Real Estate

Buying Property With A Friend: What Do You Need To Know

So, you’re thinking of buying property with a friend? This might be because you don’t have enough money to buy it on your own or just because you both think it is a great investment (and it is!).

Well, whatever the reason might be, there are some heavy pitfalls to watch out for and things to consider before you sign any contract. I’m not saying it is a bad thing to go into property investing with a friend, in contrast, I actually think it is a good idea, but I would definitely suggest that you read these tips and warnings first.

Make sure you’re on the same page

The first thing you should do is figure out the reason you want to buy this property. Is it going to be a rental property or do you want to flip it as soon as possible? This is probably the most important thing to discuss because if you’re not on the same page when it comes to the reason for the purchase it can have nasty consequences.

Just imagine one of you are entering the deal with the mindset that you are going to flip the property and your partner thinks you are going to get a tenant to rent the place.
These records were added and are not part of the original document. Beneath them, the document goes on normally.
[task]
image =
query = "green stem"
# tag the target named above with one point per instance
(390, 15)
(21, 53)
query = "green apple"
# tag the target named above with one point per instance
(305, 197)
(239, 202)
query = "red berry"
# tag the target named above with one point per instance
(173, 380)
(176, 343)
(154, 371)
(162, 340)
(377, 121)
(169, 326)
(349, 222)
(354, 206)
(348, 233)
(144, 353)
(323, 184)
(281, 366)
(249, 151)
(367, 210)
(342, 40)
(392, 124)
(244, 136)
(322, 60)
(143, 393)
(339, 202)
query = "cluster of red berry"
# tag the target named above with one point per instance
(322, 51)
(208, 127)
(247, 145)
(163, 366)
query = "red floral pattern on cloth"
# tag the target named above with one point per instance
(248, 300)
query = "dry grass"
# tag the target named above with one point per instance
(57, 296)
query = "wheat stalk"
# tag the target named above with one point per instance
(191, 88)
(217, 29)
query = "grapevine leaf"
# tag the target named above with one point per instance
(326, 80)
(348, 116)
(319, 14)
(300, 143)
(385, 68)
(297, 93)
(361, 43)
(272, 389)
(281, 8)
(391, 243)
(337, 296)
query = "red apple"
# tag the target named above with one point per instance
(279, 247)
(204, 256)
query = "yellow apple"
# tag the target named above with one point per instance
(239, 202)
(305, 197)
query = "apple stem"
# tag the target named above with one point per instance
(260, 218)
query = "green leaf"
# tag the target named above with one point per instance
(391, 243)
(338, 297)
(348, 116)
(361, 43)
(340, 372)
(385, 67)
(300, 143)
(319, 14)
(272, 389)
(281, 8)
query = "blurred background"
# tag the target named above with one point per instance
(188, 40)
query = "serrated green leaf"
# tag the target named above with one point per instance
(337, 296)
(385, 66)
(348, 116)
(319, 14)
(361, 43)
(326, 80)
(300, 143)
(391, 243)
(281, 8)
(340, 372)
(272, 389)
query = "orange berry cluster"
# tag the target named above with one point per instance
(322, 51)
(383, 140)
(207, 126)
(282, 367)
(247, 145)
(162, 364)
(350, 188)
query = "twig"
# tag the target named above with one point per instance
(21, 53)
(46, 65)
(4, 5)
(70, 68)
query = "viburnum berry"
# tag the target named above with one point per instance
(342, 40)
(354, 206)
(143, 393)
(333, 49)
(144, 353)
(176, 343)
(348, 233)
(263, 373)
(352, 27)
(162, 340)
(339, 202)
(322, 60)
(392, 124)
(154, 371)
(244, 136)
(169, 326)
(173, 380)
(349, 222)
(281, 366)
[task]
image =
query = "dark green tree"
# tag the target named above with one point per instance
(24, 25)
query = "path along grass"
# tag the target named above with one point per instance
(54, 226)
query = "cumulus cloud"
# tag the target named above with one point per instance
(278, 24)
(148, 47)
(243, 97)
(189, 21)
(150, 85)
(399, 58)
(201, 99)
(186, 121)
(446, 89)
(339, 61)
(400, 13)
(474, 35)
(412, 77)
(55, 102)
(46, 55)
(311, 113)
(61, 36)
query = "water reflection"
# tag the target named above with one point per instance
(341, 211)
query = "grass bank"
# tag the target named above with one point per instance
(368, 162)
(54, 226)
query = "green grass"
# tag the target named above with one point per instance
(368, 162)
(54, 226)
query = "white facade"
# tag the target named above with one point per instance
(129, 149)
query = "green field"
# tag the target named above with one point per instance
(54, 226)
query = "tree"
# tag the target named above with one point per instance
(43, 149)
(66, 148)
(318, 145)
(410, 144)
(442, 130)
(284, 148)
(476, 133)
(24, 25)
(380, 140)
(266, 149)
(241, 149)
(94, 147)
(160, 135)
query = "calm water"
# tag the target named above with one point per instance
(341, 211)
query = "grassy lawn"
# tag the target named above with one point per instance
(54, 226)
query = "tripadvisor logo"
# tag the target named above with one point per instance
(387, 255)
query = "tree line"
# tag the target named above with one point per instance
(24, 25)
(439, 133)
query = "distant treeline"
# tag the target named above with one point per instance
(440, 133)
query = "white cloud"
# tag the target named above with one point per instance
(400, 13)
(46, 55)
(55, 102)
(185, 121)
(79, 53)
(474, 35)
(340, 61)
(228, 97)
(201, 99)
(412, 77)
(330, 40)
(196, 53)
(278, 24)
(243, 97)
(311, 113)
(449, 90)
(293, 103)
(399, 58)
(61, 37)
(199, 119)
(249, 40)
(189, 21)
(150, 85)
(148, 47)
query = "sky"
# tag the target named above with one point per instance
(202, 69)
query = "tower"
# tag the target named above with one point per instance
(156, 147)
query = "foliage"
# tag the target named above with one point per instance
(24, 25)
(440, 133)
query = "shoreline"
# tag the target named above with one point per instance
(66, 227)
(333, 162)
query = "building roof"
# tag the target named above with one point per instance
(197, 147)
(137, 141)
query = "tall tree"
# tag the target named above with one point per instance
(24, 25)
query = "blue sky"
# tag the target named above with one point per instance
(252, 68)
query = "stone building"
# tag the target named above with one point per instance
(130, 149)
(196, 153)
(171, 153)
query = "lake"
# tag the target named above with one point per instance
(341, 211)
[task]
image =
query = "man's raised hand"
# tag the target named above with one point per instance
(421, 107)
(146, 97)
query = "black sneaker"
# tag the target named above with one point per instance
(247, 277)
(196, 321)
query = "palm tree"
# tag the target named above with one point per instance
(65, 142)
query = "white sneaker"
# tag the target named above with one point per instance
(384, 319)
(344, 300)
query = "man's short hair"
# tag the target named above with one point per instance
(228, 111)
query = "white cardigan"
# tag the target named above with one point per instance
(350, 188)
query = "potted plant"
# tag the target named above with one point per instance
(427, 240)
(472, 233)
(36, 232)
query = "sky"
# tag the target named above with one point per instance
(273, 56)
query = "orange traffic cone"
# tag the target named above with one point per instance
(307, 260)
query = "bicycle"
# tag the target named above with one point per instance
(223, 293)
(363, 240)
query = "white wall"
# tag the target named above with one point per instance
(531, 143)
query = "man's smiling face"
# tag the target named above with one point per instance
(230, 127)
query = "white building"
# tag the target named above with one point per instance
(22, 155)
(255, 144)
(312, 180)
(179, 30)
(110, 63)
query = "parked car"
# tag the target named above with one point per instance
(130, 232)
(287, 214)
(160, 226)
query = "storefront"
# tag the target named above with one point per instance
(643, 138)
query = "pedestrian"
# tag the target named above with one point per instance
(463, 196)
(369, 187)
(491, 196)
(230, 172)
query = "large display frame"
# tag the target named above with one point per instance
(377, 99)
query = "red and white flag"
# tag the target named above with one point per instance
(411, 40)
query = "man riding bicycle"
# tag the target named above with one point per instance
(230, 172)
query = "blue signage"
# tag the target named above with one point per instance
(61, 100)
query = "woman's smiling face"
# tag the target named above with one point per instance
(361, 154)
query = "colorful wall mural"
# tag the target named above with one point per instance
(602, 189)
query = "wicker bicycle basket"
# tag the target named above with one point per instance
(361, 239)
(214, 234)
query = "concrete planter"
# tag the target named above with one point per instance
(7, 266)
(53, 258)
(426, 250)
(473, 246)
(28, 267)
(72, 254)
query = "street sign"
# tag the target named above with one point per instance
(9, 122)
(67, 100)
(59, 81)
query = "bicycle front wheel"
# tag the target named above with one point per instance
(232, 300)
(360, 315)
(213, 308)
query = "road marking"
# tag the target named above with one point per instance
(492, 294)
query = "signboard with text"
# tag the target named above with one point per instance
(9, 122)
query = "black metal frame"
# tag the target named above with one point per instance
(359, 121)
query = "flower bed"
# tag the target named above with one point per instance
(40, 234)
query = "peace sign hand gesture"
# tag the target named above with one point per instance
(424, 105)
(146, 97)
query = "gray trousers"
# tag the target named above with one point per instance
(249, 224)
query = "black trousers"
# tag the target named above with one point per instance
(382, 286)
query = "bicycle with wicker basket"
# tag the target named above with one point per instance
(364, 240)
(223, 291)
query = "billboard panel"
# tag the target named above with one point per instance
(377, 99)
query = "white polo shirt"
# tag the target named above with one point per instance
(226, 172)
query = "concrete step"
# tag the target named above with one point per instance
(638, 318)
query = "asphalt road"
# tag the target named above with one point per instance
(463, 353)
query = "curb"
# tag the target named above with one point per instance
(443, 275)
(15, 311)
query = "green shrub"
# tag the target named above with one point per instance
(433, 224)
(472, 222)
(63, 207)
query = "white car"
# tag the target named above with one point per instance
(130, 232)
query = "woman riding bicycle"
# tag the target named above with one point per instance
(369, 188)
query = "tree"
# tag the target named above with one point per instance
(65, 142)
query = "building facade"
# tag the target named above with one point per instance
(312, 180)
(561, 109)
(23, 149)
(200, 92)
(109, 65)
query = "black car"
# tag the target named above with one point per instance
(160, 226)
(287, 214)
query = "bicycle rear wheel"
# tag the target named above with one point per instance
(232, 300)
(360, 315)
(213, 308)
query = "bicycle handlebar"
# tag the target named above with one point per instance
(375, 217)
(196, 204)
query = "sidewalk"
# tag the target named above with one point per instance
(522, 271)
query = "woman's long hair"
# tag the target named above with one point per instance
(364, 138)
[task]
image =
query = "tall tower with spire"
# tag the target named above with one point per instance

From the beginning, there will then be friction between you and if you can’t solve this problem it could cause you to lose the property or worse, law suites or a destroyed friendship.

Determine your investment shares

Are you going to enter the deal with a 50/50 partnership or are one of you going to own more than the other?

It is advised that when entering a property deal with a friend, you should use a 50/50% share distribution. This way both of you have equal rights and everything that needs to be paid (levies, rates, and taxes, etc.) can be easily allocated. As soon as you have an uneven shares structure things can become a bit more difficult.

You should also decide from day one, who pays what and when. This is sort off common sense but I thought I will still talk about this. When you own a property there are certain costs that you will have to incur. Whether it is levies that need to be paid or maintenance costs, you can’t avoid it. It is, therefore, wise to decide from day one who is eligible for what payment. My suggestion is that you split it according to the shares split of the property.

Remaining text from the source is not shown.